There are cluster configuration that goes live in production as soon its stored on disk such as profiles.hconf, TLDC among others. Do we need to stage configuration in cluster ? eg. any changes does not go live before administrator use a operation to take it live. Considering that we have configuration that either goes live directly or at a service restart we need to make all configuration behave the same way.

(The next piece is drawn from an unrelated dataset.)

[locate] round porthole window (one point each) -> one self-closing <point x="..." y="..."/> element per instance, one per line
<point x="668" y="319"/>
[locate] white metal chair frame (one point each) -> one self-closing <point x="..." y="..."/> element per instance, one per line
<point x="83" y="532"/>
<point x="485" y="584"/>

Services and configuration in a ThinLinc cluster is separated into two parts, master and agent which implies that all servers in a ThinLinc cluster is not transparently the same as each other. An administrator can't consider each "node" in a ThinLinc cluster as the same in regards of design, monitoring, configuration management etc. This is somewhat unclear in documentation and also an uncommon approach for a cluster. Let say if we bundled master and agent service into a ThinLinc "node" and they shared the same datastores / configuration which would simplify the whole setup. And administration of the cluster would generally be simplified as he could consider any "node" server in the ThinLinc cluster as a clone of each others.
How to upgrade a ThinLinc cluster from version X to Y, should we provide tools to simplify this task ? can we or should we do it at all ?
Report finished for further investigation.